軸もまるまると太っていておいしそうです!
「おいしそうなしいたけですね。さっそく茹でましょう!」
「それはウラタケ。毒キノコだ。」
「えぇ?!」
どう見てもしいたけです。
「暗くしてみろ。」
「え?こうですか?あ!」
影を作って暗くしたらしいたけが光りました。
「わかったか?それがウラタケだ。あっちはどうだ?」
キリコさんが指差した方にもしいたけに見えるキノコがあります。
「えっと、しいたけみたいですけど・・・。」
「しいたけが生えているところは見たことあるんだったか?」
「はい、おうちで育てていたことがあります。」
「そのしいたけはもう少し上を向いて生えていなかったか?」
「そう言われてみるとそうだったような・・・。」
このしいたけはちょっとだけ傾いています。
「これはしいたけもどき。毒キノコだ。」
「えー・・。」
真っすぐ上に向かって生えない以外は同じって事ですよね?
「ちなみにあれはどうだ?」
キリコさんが地面というか雪から生えているキノコを指差しました。
「あれは毒キノコですね。しいたけはあんなに平べったくありません。」
色はしいたけですけれど、生えている場所もおかしいし、厚みのある傘が台無しです。
「それは凸シメジ。傘は毒だが軸は食べられるしうまい。しかも見ての通り、軸の部分が長い。」
「雪から顔を出しているくらいですからね。でも、これはわかりやすい形ですし、むしろこのキノコを狙えば食べられますよね?」
「その隣に生えているのはニセ凸シメジ。毒キノコだ。」
「えー・・・。」
「ニセ凸シメジの方が少しだけ色が赤い。」
「そんなのわかりません。」
凸シメジとニセ凸シメジが並んでいるのに同じに見えます・・・。
「とまぁ、こんな風に。キノコはダメだ。
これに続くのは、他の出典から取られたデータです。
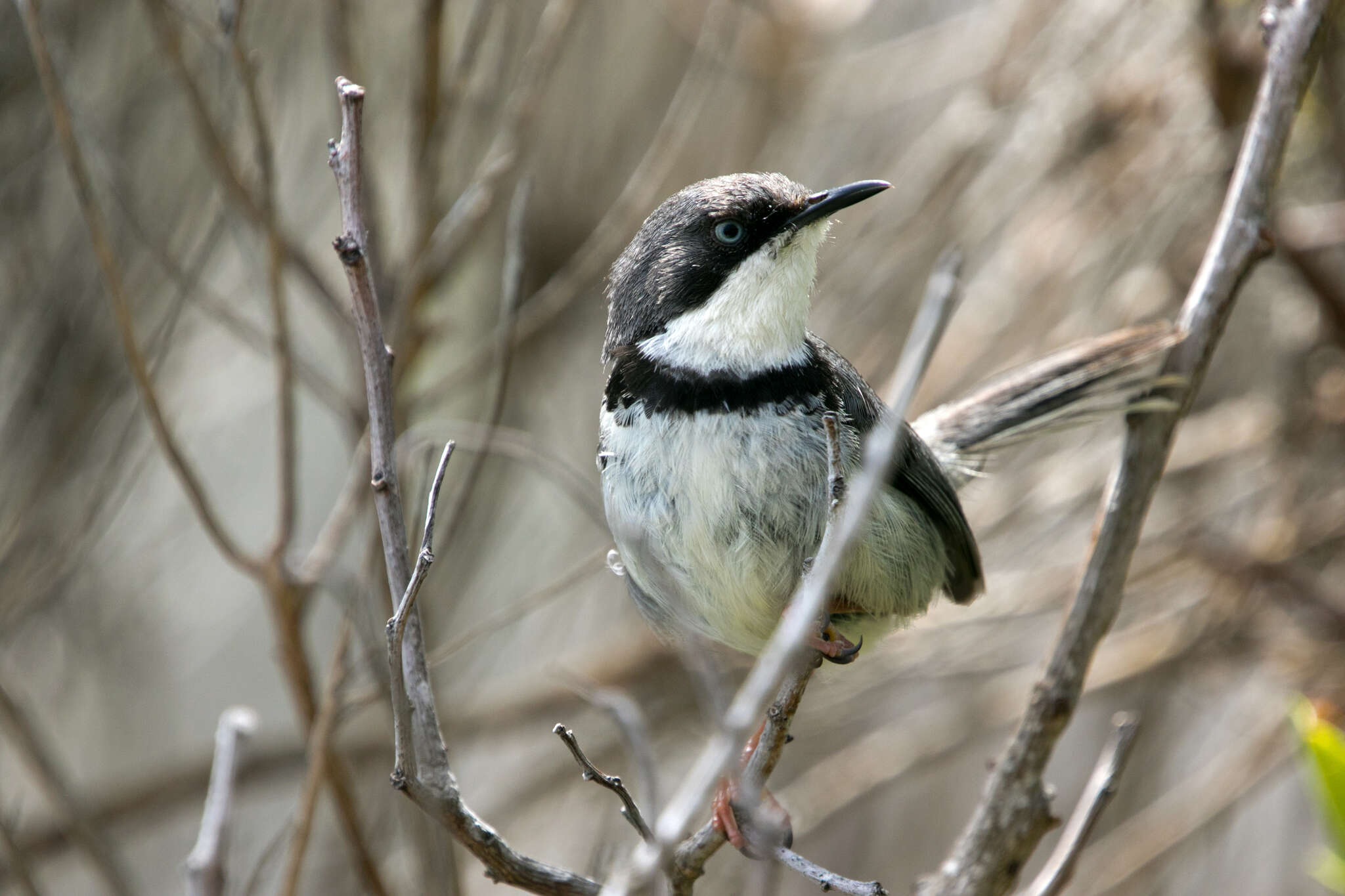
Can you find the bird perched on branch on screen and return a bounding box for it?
[597,173,1176,846]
どうしても食べなければならないのであれば、即座に猛毒すら解毒できる方法を用意しなければならない。」
「なんでキリコさんはそんなに詳しいんですか?名前まで知ってるし。」
「暇だったからな。食い物を漁るくらいしかする事がなかった。食べ物も限られていたのでな。食べたキノコを1本づつ残して標本にしていたら、ダンジョンマスターが教えてくれた。」
「毒かどうかは実際に毒味して調べたんですね・・・。」
「一つだけ、食べずに危険と判断したキノコがある。あれからは怪しい気配がするからな。・・・・・・見つけたぞ、こっちだ。」
「そんな危ないキノコの所に案内しないでください。」
「大丈夫だ。近づかなければ問題ない。それに、間違って近づかないようにするために知っておいた方が良い。」
「うーん、危ないことはしないでくださいね。」
「当然だ。」
キリコさんに連れられて雪原を移動すると、明らかに目立つ何かが生えていました。
色は赤、枝の様に分かれて上へと伸びていて傘は無く、軸の太さは指と同じくらい?
あれは本当にキノコなのでしょうか?
「あれがカエンタケ。毒きのこ、それも猛毒だ。今の我であればもしかすれば大丈夫かもしれぬが、食べたいと思える形状でも臭いでもない。表面がテカテカと光っているだろう?」
「はい。」
「あれすら毒だ。触れただけでダメージを受ける。」
「えぇ・・・。」
食べちゃダメとかじゃなくて、触ってもダメなんですね。
「もしかしたら、亜種が存在するかもしれぬ。キノコには不用意に触らない方が良いだろう。」
「そうしておきます。」
「では、骨にあのカエンタケを持たせてみてくれ。」
「え、スケルトンさんにですか?危ないんじゃ・・・。」
「それならそれで良い。だが、あれは骨しかないから大丈夫やもしれぬ。持ち運びができれば武器として使えるだろう?」
「うっかり触ってダメージとか受けそうで怖いです。」
「普段は袋でも被せておけばよかろう?」
「うー、本当に大丈夫なのでしょうか?」
今は余分な袋や布がないので、カエンタケも雪で固めてスケルトンさんに持ってもらいました。
これはこれで、そのまま投げつけるだけで効果がありそうです。
罠か何かで飛ばされて私に当たりませんように・・・。
多少盛ってますが、
【カエンタケは実在します!】
実物を見たことはありませんけどね。